Un discours portant sur des thématiques nationales

A défaut d’évoquer des problématiques d’ordre international comme son homonyme de l’hémisphère Nord, Jair Bolsonaro a concentré sa parole quasi-exclusivement sur des sujets intérieurs au Brésil. Dés lors, il a fait de la lutte contre l’insécurité le fer de lance de sa campagne, cela dans le pays au plus fort taux d’homicide de l’OCDE : 29,53 homicides volontaires pour 100000 habitants en 2016 (Source : Banque Mondiale). Bolsonaro a de surcroît surfé sur les scandales de corruption autour des gouvernements travaillistes précédents afin de discréditer son adversaire principal, Fernando Haddad, successeur de Lula. Enfin, le candidat du PSL a su jouer de sa proximité avec l’armée sur les questions de la sécurité aux frontières, notamment face aux réfugiés du régime vénézuélien. Jair Bolsonaro est ainsi parvenu à se positionner sur plusieurs de fronts grâce à un discours fort face aux problèmes nationaux, lui permettant de développer une influence multi spatiale lors de la campagne.

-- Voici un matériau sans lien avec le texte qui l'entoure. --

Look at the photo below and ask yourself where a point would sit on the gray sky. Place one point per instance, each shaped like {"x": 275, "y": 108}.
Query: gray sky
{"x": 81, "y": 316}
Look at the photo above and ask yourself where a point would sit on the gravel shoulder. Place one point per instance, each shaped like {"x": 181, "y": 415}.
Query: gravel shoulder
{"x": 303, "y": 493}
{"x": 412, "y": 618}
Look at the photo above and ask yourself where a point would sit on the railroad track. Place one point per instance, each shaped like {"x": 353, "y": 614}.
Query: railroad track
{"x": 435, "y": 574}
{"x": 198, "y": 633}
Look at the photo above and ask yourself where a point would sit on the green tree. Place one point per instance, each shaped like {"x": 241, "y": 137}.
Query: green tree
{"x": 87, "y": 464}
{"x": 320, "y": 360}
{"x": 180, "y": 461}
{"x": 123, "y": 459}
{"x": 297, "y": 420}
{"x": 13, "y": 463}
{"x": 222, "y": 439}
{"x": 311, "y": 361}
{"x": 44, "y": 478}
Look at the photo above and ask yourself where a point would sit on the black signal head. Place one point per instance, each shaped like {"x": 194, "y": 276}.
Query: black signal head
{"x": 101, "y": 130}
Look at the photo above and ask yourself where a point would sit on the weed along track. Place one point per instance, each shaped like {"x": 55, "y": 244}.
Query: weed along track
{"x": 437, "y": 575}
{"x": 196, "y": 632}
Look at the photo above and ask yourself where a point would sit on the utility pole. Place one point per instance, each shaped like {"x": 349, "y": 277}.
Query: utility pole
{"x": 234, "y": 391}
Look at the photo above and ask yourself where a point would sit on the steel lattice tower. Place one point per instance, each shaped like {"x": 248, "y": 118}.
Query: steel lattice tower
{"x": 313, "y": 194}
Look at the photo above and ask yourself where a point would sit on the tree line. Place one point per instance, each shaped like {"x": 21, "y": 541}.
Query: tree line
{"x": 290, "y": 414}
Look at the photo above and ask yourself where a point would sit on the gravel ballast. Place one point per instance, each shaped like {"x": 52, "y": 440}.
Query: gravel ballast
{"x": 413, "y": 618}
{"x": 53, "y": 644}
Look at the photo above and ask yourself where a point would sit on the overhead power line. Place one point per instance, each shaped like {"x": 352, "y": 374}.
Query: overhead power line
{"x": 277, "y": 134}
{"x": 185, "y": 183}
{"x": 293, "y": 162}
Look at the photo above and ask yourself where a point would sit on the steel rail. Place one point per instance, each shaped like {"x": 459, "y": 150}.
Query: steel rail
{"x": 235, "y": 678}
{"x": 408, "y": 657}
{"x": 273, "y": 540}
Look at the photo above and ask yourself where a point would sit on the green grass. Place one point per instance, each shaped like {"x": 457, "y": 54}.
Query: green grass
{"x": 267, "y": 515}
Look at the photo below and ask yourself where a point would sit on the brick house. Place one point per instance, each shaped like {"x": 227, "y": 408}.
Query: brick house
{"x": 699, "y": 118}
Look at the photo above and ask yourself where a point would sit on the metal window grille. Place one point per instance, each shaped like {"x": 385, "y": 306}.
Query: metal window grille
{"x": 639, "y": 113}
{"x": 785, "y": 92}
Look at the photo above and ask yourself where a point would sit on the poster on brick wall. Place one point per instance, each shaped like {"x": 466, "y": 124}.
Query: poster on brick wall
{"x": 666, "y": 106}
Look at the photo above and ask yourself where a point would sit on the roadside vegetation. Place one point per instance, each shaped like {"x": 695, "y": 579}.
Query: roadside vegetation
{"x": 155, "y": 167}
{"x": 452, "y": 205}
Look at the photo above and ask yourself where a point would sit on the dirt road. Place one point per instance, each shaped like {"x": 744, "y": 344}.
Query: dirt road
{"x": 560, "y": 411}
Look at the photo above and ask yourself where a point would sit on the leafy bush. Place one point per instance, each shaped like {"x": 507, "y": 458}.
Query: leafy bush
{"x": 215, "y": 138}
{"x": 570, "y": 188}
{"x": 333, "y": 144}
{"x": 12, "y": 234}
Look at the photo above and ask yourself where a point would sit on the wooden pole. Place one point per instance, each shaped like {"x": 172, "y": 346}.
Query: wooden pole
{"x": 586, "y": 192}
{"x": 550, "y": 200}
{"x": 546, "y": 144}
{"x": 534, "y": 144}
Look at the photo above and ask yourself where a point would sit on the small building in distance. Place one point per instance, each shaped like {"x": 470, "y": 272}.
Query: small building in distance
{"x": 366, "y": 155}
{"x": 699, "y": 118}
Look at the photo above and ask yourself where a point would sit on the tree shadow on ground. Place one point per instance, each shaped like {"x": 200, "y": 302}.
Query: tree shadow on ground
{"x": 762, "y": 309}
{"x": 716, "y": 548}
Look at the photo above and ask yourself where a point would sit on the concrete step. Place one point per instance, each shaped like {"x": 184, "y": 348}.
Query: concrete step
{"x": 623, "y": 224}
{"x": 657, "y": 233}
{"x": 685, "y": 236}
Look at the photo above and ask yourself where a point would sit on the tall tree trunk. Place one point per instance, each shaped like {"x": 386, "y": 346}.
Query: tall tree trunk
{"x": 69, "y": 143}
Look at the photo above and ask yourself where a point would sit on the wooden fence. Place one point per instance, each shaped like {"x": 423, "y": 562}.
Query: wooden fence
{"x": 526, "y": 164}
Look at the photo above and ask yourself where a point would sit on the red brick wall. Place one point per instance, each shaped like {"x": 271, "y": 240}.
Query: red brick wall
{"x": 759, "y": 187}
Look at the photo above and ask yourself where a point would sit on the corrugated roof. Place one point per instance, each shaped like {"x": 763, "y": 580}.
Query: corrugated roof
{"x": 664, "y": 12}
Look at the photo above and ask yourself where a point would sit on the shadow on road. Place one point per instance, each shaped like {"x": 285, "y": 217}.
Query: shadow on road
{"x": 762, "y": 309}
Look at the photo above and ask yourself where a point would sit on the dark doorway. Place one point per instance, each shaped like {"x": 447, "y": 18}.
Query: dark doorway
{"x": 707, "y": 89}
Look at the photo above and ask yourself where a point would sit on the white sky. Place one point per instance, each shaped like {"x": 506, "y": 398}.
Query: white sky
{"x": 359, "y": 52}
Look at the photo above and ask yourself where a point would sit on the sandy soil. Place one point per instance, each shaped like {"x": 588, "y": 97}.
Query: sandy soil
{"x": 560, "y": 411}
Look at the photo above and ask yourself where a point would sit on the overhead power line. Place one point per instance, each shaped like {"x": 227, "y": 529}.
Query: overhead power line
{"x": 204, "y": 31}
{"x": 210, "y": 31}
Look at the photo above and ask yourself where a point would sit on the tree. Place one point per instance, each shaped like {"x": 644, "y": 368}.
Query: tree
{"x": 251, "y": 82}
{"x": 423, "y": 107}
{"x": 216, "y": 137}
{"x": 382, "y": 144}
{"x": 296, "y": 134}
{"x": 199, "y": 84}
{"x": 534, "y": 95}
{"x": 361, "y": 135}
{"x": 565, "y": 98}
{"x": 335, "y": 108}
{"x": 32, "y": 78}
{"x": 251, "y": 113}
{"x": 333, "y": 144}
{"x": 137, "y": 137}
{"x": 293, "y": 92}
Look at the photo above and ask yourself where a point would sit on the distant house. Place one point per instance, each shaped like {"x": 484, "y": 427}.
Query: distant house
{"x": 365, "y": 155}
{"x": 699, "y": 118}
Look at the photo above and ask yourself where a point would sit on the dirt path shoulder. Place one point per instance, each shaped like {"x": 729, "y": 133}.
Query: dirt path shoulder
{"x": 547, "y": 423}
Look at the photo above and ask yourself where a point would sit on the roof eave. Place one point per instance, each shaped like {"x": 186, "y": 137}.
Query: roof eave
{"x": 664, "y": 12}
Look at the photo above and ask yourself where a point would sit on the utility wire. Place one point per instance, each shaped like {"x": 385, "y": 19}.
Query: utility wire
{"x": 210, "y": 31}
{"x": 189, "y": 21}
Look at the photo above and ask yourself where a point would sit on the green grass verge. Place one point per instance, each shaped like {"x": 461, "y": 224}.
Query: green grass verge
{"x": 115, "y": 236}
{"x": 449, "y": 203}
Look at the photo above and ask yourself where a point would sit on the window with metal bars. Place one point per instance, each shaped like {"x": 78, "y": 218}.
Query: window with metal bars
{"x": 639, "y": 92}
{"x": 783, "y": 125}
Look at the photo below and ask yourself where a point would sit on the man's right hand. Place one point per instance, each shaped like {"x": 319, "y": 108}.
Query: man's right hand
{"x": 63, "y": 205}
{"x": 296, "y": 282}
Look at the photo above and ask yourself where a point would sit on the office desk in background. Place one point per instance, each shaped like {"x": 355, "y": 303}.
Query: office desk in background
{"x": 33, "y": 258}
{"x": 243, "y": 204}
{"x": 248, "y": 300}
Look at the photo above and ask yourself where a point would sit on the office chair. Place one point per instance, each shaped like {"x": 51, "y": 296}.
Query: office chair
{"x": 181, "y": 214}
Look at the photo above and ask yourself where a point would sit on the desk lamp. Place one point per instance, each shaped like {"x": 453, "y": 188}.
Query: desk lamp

Contrairement à Trump, une géographie électorale plus disparate

Il a réussi au contraire à séduire des zones rurales et urbaines, comme en témoignent ses scores au second tour. Source: LeMonde.

C’est surement grâce à des paroles fortes sur ces sujets que Jair Bolsonaro a conquis une grande diversité de territoire. Alors que Trump était caractérisé, entre autre, d’être le candidat du vieux Sud et du Midwest, Bolsonaro ne suit pas ce schéma qui pourrait parfaitement se reproduire au Brésil.

Il a réussi au contraire à séduire des zones rurales et urbaines, comme en témoignent ses scores au second tour. Il s’octroie par exemple une proportion d’électeurs d’environ 65% dans l’Etat de Sao Paulo, le plus riche du pays et ouvert aux échanges internationaux, tout en surperformant aussi dans le Mato Grosso avec un score similaire dans un Etat front pionnier qui vit principalement de l’agriculture (Source : Le Monde). Bolsonaro remet donc en cause le clivage ville/campagne qui sert souvent, à tort, de justification à la montée de figures autoritaires aux yeux des principaux médias occidentaux.En revanche, il illustre un découpage ethnique croissant du Brésil : la population blanche l’a massivement soutenu, en plus d’obtenir les voix de la diaspora brésilienne avec un score de 58,68% dés le premier tour auprès des expatriés ! (Source : Le Temps). Jair Bolsonaro réalise la prouesse d’incarner une rupture avec les mandats du PT et un renouveau, une promesse d’avenir pour la jeunesse notamment, mais qui nous incite à considérer davantage la question ethnique au Brésil.